Netizens under surveillance
The one thousand or so cybercafés operating in the country are not evenly monitored. There is a widespread use of spyware. Tests conducted by Reporters Without Borders have shown that certain café managers reacted when anti-spyware software was installed on one of their computers, while in other cybercafés, such tampering went unnoticed. Some censorship circumvention tools may have been used in certain cafés, but not in others. Several OpenNet Initiative researchers were questioned in 2007 while they were testing website filtering systems.
Emails are also under surveillance, as are chat rooms, particular those of ICQ and Mail.ru Agent. Several people were supposedly arrested in January 2010 for their alleged membership in extremist religious organisations after they were spotted based on the content of their chats on Mail.ru Agent.
A new law in effect since 18 May 2010 is aimed at “improving young people’s conduct” to prevent them from “engaging in criminal activities.” Accordingly, the government decreed that young people under the age of 18 could not go into bars, restaurants, cinemas, nightclubs or even cybercafés unless accompanied by a legal guardian. One way of controlling the information available to young people is to deprive them of Web access. This law has obviously been ignored by those most concerned. Many minors can be seen alone in these places at night.
In May 2010, MPs and government representatives considered restricting young people’s use of their mobile phones in schools and universities, among other options.
The government positions itself on UzNet
The main websites used by the government to relay its online propaganda are Press-uz.info, GT.uz and Gorizont.uz. In addition, some sites registered in Kazakhstan or in Kyrgyzstan are used to compromise human rights activists, members of the opposition, or journalists. They also provide a means to justify certain decisions made by the government and the president.
What is the international community doing?
In September 2010, Dunja Mijatovic, the Representative on Freedom of the Media for the Organization for Security and Co-Operation in Europe (OSCE) publicly shared her concern about the judicial pressures which are still being brought to bear on independent journalists in Uzbekistan.
In addition, U.S. Secretary of State Hillary Clinton, during her visit to Tachkent in early December 2010, asked President Karimov to “demonstrate his commitment through a series of steps to ensure that human rights and fundamental freedoms are truly protected.”
These few examples of encouraging interventions remain the exception. In October 2009, the European Union lifted its remaining sanctions against Uzbekistan in order to encourage “Uzbek authorities to take further substantive steps to improve the rule of law and the human rights situation.” Democracy and human rights have thus been sacrificed on the altar of energy and military co-operation.

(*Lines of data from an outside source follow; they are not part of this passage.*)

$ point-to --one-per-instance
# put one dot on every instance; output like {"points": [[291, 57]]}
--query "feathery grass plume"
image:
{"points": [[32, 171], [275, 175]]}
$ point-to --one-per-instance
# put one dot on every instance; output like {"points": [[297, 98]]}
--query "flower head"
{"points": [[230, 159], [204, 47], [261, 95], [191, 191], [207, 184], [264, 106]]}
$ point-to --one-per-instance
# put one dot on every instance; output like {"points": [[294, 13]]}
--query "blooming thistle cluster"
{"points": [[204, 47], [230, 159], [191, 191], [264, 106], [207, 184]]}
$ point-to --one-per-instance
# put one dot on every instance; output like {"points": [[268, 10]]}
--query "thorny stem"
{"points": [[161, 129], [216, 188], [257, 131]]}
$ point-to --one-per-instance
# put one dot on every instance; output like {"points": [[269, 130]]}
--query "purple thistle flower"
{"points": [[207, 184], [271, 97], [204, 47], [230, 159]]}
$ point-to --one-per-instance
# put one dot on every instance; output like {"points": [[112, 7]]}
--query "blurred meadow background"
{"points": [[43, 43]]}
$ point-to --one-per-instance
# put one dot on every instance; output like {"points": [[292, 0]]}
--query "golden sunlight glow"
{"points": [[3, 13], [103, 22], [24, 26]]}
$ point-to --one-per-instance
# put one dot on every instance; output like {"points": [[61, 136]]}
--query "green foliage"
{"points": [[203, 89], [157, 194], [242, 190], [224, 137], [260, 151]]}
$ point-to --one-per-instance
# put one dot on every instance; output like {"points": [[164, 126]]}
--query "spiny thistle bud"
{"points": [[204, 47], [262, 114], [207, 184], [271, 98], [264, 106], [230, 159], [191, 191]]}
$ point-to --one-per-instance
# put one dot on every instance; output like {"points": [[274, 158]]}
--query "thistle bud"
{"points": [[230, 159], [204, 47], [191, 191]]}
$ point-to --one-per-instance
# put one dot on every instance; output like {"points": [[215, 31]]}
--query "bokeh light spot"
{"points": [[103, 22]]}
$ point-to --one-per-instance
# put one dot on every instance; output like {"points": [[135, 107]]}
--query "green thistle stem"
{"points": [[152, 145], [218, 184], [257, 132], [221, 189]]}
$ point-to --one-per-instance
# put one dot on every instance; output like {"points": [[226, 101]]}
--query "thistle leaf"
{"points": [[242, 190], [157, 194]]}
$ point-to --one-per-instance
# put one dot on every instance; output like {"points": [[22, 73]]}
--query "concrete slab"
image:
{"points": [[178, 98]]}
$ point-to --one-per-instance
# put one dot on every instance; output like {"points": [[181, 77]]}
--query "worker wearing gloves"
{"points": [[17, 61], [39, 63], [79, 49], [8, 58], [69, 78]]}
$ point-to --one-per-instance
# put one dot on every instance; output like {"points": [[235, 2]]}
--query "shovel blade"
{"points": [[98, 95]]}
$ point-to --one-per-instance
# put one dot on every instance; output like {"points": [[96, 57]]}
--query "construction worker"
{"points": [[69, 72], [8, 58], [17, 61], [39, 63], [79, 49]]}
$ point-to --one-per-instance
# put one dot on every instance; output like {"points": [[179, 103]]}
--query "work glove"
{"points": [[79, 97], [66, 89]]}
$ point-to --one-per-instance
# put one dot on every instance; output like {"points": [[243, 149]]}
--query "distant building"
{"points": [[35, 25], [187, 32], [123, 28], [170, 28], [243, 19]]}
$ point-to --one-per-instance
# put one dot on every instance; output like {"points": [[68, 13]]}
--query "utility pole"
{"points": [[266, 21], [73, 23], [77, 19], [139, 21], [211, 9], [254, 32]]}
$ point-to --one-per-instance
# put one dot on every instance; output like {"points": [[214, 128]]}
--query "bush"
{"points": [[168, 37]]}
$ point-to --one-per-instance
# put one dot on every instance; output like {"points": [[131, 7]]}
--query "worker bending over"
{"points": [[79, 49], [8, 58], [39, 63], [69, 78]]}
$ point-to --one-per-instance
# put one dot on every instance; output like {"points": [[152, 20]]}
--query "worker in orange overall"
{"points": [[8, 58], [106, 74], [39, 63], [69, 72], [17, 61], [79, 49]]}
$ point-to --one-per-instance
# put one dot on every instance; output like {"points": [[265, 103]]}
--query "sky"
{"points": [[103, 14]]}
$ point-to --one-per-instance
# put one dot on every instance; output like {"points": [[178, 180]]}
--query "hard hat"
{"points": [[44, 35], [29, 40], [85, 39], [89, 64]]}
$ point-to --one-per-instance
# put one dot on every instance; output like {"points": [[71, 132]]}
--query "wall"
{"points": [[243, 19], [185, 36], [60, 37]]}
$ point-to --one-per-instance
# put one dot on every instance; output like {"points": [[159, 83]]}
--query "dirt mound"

The government knows he is in a position of strength while he is trying to emerge from its isolation and attract foreign investors. Uzbekistan is an important transit hub for getting supplies to Western troops deployed in Afghanistan. The country also has substantial energy resources.
As long as Uzbek authorities continue to demonstrate a growing interest in controlling the Net, and there is no civil society truly capable of resisting them – even online – or any significant international pressures, prospects look dark for freedom of expression in Uzbekistan’s cyberspace.